In den deutschen Onlinehandel mit Lebensmitteln kommt weiter Schwung: Rewe erweitert den Lieferservice. Ab dem 22. April können sich auch Kunden in Bremen ihre Einkäufe nach Hause bringen lassen. Bis zu 21 Tagen kann der Kunde online im Voraus ordern und seine Bestellungen bis zur Kommissionierung nochmals ändern, teilt das Unternehmen mit. Die erste Bestellung ist laut Rewe bereits ab dem 16. April möglich - und gebührenfrei. Die erste Auslieferung erfolgt freilich erst am 22. April.

Bezahlt werden kann per Kreditkarte oder Paypal.
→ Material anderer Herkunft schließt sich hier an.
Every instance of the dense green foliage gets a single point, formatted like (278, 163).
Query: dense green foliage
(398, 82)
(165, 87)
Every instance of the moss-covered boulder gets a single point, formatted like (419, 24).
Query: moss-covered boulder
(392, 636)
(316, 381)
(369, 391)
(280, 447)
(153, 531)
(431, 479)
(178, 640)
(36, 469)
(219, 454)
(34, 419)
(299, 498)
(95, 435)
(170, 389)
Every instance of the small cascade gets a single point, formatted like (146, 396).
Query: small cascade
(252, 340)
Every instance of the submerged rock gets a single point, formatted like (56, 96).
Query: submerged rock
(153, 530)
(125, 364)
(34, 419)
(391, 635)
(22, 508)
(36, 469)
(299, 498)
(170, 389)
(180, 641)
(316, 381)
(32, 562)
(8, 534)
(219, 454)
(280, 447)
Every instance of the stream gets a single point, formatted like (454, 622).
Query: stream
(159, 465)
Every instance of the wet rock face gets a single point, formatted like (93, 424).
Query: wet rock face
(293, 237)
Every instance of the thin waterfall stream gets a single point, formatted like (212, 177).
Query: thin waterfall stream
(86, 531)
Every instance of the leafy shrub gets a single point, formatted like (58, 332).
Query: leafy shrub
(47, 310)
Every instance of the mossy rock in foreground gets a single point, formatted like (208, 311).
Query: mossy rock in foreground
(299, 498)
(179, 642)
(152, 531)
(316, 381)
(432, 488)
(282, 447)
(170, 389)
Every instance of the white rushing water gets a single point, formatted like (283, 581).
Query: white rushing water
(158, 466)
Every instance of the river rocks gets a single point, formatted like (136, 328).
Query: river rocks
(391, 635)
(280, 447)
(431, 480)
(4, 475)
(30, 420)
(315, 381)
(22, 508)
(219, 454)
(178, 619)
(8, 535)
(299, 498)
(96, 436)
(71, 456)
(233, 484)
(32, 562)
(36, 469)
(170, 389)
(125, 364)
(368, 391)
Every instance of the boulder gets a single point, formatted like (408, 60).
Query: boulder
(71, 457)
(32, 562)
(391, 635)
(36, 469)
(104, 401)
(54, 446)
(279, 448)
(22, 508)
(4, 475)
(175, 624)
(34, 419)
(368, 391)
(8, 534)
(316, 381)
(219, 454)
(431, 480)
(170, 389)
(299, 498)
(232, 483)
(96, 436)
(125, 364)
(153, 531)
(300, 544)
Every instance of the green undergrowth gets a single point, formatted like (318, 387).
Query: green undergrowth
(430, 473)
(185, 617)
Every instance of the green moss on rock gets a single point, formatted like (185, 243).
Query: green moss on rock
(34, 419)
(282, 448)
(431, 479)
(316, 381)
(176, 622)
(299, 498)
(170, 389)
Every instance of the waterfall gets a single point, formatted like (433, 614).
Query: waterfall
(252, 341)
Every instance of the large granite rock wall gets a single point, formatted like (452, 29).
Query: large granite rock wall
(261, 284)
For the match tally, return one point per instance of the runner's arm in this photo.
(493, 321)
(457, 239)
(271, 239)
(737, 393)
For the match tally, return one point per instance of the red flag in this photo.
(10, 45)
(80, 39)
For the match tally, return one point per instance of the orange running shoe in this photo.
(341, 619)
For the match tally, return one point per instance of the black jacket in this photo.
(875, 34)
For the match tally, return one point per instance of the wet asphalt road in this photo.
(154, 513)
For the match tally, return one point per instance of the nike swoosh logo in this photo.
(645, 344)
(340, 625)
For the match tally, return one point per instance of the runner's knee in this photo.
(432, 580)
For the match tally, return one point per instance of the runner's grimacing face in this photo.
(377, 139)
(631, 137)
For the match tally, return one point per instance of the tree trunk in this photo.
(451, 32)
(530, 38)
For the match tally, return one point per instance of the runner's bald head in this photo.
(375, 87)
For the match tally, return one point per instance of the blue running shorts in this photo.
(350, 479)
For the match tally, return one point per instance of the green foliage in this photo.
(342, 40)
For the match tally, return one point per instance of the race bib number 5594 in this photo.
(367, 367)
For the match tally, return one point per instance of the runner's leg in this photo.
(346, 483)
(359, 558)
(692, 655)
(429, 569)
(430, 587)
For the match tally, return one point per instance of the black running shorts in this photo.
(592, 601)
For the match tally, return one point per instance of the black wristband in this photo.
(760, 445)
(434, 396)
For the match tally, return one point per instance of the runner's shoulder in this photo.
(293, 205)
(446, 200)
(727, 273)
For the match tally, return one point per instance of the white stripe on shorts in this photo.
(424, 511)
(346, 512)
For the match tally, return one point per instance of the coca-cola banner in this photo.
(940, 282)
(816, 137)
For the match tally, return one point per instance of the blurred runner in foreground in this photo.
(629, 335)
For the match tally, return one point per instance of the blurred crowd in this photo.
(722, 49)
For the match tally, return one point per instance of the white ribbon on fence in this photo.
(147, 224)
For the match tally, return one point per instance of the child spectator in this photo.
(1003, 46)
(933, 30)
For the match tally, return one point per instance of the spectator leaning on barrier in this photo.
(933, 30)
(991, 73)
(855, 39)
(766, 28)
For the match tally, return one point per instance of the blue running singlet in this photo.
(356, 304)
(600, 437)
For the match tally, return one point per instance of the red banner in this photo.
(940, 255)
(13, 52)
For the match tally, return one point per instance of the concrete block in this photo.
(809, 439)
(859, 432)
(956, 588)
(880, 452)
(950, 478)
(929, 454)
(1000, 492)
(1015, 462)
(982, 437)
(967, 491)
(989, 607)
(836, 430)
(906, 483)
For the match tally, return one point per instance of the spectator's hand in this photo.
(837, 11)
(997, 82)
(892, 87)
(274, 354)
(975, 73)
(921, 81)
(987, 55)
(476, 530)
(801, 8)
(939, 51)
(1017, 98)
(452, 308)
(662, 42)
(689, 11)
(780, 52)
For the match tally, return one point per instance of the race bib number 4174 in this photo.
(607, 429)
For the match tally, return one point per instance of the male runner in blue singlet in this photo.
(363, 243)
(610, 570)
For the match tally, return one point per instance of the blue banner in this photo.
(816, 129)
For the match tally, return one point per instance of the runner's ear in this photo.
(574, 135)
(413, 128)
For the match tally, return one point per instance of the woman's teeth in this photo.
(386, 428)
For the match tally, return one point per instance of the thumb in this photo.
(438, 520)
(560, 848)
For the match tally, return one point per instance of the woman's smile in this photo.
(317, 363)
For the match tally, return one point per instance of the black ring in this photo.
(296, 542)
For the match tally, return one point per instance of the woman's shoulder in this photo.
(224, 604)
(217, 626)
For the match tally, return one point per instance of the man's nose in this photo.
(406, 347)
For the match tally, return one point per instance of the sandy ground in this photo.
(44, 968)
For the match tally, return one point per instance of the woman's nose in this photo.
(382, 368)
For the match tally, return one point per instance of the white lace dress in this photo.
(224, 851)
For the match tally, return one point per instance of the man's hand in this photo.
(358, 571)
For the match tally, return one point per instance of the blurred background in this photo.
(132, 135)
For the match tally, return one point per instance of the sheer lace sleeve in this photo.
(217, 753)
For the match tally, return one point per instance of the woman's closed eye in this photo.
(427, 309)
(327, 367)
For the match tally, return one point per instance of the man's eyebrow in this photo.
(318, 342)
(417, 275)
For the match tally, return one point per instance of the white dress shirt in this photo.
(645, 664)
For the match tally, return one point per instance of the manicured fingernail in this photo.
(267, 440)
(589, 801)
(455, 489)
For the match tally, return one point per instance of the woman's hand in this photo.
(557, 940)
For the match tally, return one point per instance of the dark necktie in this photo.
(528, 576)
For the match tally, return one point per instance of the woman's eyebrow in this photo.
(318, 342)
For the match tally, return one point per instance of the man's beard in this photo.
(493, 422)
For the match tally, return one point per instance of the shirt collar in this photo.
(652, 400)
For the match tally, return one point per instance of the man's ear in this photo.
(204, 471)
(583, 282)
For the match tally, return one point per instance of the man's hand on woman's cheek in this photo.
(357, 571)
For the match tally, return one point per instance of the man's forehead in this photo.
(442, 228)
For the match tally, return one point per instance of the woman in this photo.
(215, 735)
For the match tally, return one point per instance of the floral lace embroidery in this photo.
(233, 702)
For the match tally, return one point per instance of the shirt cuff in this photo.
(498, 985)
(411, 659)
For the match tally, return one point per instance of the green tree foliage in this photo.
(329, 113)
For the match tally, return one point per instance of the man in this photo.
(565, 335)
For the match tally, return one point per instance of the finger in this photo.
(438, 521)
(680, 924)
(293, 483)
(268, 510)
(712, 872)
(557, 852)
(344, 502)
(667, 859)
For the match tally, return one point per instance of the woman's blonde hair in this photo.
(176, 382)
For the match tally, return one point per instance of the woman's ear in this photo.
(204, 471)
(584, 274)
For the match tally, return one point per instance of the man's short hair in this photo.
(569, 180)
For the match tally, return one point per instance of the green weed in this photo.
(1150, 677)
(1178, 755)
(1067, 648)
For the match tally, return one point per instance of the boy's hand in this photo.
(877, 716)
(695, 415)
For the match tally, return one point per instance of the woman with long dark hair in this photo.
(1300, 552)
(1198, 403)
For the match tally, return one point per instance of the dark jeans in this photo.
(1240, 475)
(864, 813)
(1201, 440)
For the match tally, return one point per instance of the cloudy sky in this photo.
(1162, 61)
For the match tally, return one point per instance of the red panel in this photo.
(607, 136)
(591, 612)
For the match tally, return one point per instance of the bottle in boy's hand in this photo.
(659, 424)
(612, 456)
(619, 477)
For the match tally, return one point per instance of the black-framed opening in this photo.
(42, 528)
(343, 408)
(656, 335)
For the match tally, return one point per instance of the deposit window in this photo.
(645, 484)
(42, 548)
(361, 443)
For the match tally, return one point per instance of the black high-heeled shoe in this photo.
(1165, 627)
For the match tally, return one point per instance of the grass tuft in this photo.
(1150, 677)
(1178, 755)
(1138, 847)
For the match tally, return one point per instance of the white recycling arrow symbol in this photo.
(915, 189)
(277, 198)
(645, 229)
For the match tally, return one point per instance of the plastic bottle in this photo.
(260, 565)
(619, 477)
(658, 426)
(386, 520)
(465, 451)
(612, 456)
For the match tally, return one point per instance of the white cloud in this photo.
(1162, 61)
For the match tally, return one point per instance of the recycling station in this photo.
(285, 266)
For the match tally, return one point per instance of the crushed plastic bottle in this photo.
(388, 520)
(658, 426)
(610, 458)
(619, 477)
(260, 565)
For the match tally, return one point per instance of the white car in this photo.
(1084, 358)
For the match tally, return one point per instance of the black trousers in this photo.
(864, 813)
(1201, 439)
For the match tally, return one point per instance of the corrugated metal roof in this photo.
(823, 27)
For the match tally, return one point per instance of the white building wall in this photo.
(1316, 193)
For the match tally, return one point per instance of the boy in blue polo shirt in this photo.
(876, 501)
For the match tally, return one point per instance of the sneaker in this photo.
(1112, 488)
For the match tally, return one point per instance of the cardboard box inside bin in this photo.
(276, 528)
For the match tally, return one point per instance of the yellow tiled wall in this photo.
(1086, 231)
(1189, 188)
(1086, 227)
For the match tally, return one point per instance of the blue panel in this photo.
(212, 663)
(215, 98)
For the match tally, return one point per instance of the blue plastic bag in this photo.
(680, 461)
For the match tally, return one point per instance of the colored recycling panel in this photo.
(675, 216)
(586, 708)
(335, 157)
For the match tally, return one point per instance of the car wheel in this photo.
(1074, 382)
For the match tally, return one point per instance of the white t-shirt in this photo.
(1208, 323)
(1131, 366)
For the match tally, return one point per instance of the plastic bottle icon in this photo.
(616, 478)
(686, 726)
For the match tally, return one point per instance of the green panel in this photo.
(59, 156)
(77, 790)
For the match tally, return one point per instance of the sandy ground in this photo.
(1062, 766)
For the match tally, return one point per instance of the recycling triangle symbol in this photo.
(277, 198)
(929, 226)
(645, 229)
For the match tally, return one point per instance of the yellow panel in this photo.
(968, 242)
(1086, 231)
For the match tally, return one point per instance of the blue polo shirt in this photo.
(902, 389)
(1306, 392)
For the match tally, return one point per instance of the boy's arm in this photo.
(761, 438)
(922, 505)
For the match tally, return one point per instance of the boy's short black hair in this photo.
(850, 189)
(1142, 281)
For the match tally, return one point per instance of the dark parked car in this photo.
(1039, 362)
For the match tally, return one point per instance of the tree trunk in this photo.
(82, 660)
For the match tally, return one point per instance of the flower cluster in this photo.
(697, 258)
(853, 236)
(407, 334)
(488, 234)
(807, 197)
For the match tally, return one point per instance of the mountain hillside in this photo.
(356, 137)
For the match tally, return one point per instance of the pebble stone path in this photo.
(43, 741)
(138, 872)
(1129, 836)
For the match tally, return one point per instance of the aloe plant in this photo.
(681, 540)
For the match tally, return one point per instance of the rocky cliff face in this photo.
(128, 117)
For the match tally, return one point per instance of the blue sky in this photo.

Der Endbetrag, der zur Bestellung durch Coupons, Vorteilskarten oder Pfandrückgabe abweichen kann, wird erst nach Abschluss der Zustellung vom Konto des Kunden eingezogen. Der Kunde bestätigt dies durch seine elektronische Unterschrift beim Fahrer. Außerdem gibt es auf Wunsch auch Packback-Punkte entsprechend des Einkaufs, teilt Rewe mit.

Aktiv in Ballungsräumen

Der Lieferservice wird ab einem 40-Euro-Einkauf angeboten, die Liefergebühr beträgt 5 Euro. Ab einem Bestellwert von 150 Euro beträgt die Liefergebühr nur noch 2 Euro. Wer die Services erstmalig nutzt, für den entfallen die Gebühren. Neben Bremen wird der Bringdienst auch in Berlin, Hamburg, Düsseldorf, Köln, Frankfurt am Main, Ludwigshafen, Mannheim, Stuttgart, Ludwigsburg, Heidelberg, Nürnberg und München angeboten

"Im europäischen Vergleich hat der deutsche Online-Lebensmittelhandel noch Nachholbedarf. Das Potenzial, mit diesem Konzept Kundenbedürfnisse gerade in Ballungsgebieten zu befriedigen, ist hoch." sagte Lionel Souque, im Vorstand der Rewe Group für die Rewe Märkte in Deutschland verantwortlich.